I have a question regarding the directory tree for Weekly Places Patterns. As for Weekly Places Patterns (for data from 2020-06-15 to 2020-11-30), I thought the corresponding weeks are 2020-06-24, 2020-07-01, and etc. at the first glance, but it turns out the starting date in 2020/06/24/16/patterns-part1.csv.gz is 2020-06-15. Therefore, what is actual meaning for the tree-like directory structure (e.g., 2020/06/24/16/)?

This looks like this is part of the old release - Firstly, I recommend using the Weekly Places Patterns Backfill for Dec 2020 and Onward Release instead as it covers the same time period in 2020 but using the most up-to-date POI and geometry information from Dec 2020.

In general, we have a Weekly Patterns product which is released every Wednesday (6/24, 7/1, etc.) and covers the previous Mon-Sun week. This is why the file which was then-delivered on 6/24 covers 6/15-6/21 in terms of data. The Weekly Places Patterns (for data from 2020-11-30 to Present) dataset will follow this Wednesday file structure as well, except for the on one or two rare occasions files get delivered Thursdays.

However, since we are constantly making updates to things like geometries and POIs, this means more recent months have the benefit of these changes.
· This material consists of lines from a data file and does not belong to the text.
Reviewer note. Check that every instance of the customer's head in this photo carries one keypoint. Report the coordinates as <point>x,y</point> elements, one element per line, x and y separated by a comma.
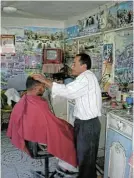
<point>82,62</point>
<point>34,87</point>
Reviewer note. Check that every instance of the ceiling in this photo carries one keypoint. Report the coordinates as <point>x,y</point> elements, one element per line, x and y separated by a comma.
<point>52,10</point>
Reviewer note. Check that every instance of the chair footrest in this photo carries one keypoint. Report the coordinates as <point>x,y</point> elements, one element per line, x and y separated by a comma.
<point>38,174</point>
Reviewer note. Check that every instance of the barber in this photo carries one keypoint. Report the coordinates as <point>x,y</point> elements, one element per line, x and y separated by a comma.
<point>87,94</point>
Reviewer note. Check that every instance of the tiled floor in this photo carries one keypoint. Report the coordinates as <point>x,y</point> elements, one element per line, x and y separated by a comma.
<point>16,164</point>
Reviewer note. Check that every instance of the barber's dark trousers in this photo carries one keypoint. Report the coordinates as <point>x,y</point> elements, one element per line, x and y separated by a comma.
<point>87,134</point>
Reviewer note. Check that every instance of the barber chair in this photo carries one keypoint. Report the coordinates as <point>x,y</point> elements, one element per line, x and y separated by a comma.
<point>38,151</point>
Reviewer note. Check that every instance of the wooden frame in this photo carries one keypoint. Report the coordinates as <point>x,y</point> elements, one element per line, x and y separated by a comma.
<point>7,45</point>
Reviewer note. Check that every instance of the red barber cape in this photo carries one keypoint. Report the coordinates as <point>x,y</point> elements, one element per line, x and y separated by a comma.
<point>32,120</point>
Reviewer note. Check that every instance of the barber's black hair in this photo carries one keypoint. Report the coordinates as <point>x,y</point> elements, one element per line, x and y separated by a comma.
<point>30,83</point>
<point>85,59</point>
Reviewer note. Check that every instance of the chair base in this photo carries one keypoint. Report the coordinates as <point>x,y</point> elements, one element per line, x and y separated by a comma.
<point>38,174</point>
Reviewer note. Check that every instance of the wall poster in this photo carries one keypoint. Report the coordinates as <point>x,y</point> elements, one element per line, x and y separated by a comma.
<point>124,57</point>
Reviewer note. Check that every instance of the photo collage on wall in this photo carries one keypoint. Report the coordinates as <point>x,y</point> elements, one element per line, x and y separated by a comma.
<point>93,47</point>
<point>29,43</point>
<point>116,16</point>
<point>124,57</point>
<point>71,49</point>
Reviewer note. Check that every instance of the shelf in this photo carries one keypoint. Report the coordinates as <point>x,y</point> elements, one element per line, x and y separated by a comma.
<point>101,33</point>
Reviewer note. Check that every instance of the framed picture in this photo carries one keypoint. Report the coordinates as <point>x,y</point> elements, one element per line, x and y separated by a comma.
<point>7,45</point>
<point>70,111</point>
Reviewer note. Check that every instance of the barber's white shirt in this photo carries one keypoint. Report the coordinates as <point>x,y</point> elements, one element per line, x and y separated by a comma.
<point>86,92</point>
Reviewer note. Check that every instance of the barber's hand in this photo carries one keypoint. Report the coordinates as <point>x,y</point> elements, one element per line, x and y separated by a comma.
<point>39,77</point>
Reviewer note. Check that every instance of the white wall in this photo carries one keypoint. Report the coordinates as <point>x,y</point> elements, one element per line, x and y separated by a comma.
<point>22,22</point>
<point>73,21</point>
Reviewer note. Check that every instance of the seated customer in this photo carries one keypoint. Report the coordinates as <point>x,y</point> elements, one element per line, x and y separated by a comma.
<point>32,120</point>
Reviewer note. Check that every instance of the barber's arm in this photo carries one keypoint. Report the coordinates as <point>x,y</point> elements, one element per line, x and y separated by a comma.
<point>75,89</point>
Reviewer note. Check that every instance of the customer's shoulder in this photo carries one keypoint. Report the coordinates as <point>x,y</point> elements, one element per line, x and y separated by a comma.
<point>86,75</point>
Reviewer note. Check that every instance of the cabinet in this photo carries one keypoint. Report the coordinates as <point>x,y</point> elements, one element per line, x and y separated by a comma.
<point>118,146</point>
<point>101,149</point>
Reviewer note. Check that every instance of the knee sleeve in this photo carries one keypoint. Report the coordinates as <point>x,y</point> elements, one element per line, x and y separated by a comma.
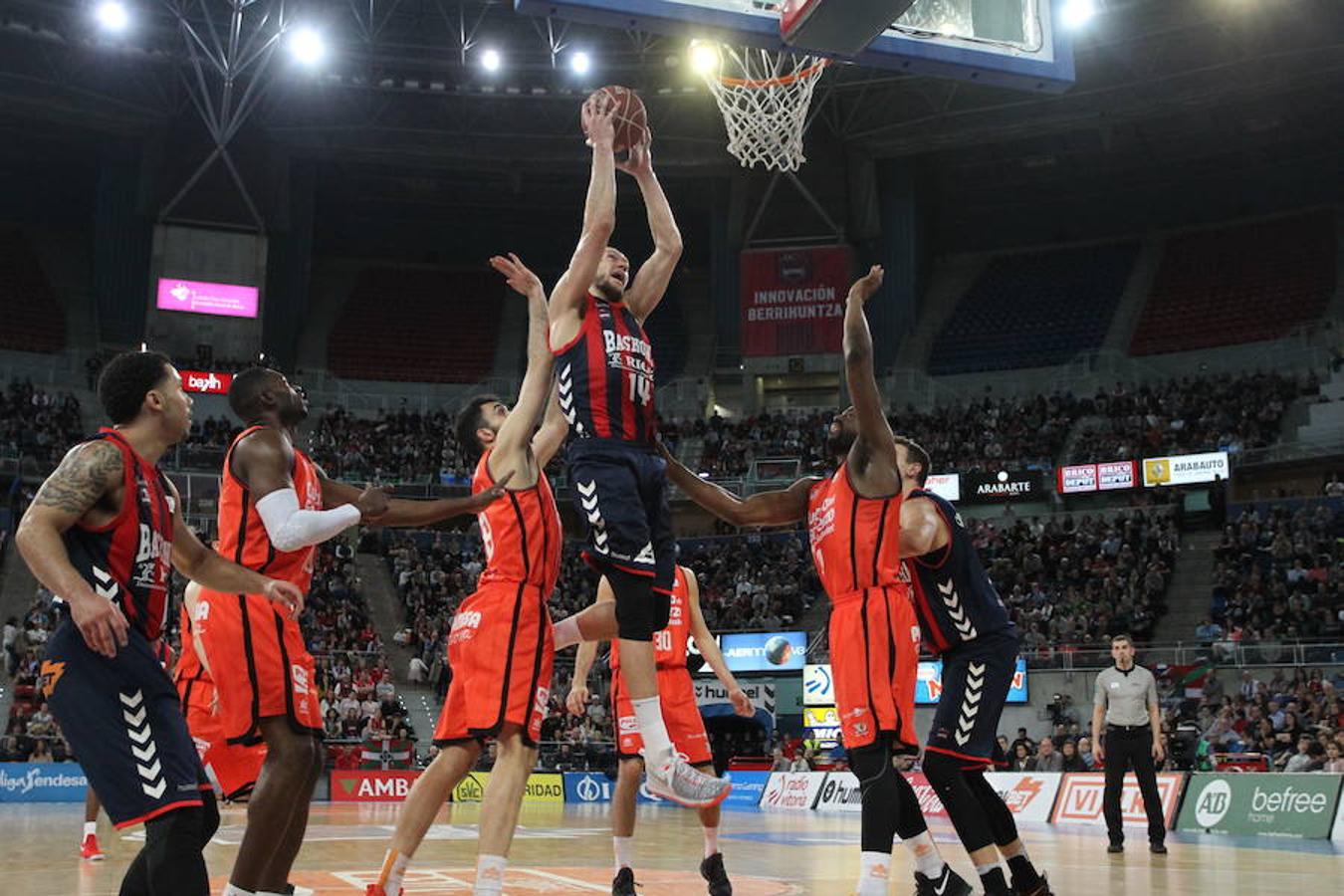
<point>883,807</point>
<point>949,782</point>
<point>208,817</point>
<point>997,813</point>
<point>634,610</point>
<point>173,862</point>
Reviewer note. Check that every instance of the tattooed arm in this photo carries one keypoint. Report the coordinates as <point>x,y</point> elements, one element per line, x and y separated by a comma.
<point>85,487</point>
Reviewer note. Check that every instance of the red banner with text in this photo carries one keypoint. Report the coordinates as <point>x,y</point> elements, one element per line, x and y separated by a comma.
<point>793,300</point>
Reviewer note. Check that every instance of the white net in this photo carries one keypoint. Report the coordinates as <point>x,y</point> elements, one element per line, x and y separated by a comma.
<point>764,97</point>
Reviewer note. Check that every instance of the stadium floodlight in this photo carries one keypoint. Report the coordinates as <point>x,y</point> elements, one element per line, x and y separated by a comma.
<point>705,58</point>
<point>1075,14</point>
<point>112,15</point>
<point>307,46</point>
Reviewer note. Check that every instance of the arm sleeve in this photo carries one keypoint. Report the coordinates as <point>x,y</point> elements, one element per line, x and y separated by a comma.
<point>291,528</point>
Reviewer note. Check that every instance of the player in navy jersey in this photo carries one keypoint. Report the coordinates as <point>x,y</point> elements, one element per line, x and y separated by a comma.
<point>104,534</point>
<point>605,384</point>
<point>964,621</point>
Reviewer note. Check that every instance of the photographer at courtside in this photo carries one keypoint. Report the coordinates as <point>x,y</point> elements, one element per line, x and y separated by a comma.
<point>1126,702</point>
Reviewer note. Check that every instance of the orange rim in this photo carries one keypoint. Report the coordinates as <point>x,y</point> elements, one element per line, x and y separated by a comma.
<point>775,82</point>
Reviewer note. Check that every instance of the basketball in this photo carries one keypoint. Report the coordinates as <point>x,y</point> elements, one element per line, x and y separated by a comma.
<point>779,650</point>
<point>632,119</point>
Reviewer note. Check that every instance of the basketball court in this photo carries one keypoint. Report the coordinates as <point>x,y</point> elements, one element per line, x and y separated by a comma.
<point>568,850</point>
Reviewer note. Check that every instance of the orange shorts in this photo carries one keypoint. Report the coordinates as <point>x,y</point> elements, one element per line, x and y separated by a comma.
<point>260,664</point>
<point>680,715</point>
<point>500,654</point>
<point>874,664</point>
<point>231,768</point>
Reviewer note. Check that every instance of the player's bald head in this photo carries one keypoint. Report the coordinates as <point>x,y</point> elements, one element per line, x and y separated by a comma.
<point>245,395</point>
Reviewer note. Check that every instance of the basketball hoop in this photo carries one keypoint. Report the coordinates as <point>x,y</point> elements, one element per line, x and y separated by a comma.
<point>764,97</point>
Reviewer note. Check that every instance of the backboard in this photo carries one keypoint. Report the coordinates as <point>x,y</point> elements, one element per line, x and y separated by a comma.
<point>1012,43</point>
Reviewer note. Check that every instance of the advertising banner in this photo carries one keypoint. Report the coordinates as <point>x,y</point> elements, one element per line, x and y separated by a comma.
<point>791,790</point>
<point>225,300</point>
<point>821,723</point>
<point>748,787</point>
<point>376,786</point>
<point>1097,477</point>
<point>817,685</point>
<point>206,381</point>
<point>793,300</point>
<point>929,683</point>
<point>1081,792</point>
<point>945,485</point>
<point>587,787</point>
<point>1271,804</point>
<point>1029,795</point>
<point>713,693</point>
<point>42,782</point>
<point>765,650</point>
<point>1186,469</point>
<point>541,788</point>
<point>1005,485</point>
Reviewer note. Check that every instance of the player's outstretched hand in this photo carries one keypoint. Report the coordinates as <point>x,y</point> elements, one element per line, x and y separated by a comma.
<point>599,121</point>
<point>576,702</point>
<point>741,703</point>
<point>101,622</point>
<point>490,496</point>
<point>867,285</point>
<point>372,501</point>
<point>518,276</point>
<point>287,594</point>
<point>641,158</point>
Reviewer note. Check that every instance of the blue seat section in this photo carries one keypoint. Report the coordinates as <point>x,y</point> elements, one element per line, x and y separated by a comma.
<point>1035,310</point>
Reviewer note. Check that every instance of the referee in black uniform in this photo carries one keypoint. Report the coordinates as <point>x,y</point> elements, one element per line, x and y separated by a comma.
<point>1126,703</point>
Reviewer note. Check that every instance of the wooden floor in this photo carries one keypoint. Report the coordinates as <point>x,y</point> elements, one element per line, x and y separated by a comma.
<point>567,850</point>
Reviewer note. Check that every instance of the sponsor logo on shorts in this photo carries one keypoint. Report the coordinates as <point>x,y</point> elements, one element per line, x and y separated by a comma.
<point>300,677</point>
<point>464,626</point>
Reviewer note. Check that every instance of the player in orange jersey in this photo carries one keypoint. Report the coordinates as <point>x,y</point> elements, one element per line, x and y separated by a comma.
<point>231,768</point>
<point>275,507</point>
<point>500,648</point>
<point>680,715</point>
<point>856,526</point>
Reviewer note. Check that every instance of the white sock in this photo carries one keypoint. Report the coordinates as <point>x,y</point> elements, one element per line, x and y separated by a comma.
<point>622,846</point>
<point>490,875</point>
<point>394,869</point>
<point>657,745</point>
<point>874,873</point>
<point>925,852</point>
<point>566,633</point>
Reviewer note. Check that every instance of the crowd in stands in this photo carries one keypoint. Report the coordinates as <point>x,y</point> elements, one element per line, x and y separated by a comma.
<point>1077,579</point>
<point>38,425</point>
<point>1190,415</point>
<point>1278,575</point>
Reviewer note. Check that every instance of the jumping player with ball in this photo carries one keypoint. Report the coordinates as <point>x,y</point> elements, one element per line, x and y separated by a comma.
<point>605,383</point>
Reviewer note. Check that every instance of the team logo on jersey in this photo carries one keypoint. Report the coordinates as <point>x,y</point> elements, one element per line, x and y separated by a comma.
<point>49,676</point>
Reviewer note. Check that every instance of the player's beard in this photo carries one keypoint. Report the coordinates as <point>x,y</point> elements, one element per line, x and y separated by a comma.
<point>839,443</point>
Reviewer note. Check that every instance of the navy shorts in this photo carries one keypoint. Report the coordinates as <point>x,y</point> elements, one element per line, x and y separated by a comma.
<point>976,677</point>
<point>123,722</point>
<point>621,495</point>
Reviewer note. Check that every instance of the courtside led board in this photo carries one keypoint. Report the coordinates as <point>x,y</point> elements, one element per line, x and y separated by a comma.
<point>1010,45</point>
To propogate those changes into our historical data, every 6 months we will hindcast all of the historical Patterns data using the most up-to-date changes. This is what we call a “backfill”, and the most recent backfill was done in Dec 2020. So for datasets which have “backfill” in the title, the file paths will indeed start on the Monday (e.g., 6/15, 6/22, etc).

In short, the file to which you’re referring was delivered on the Wednesday schedule, but I recommend you use the backfill data for the same period instead since it is the most up-to-date, and there the file paths will be the Mondays as expected.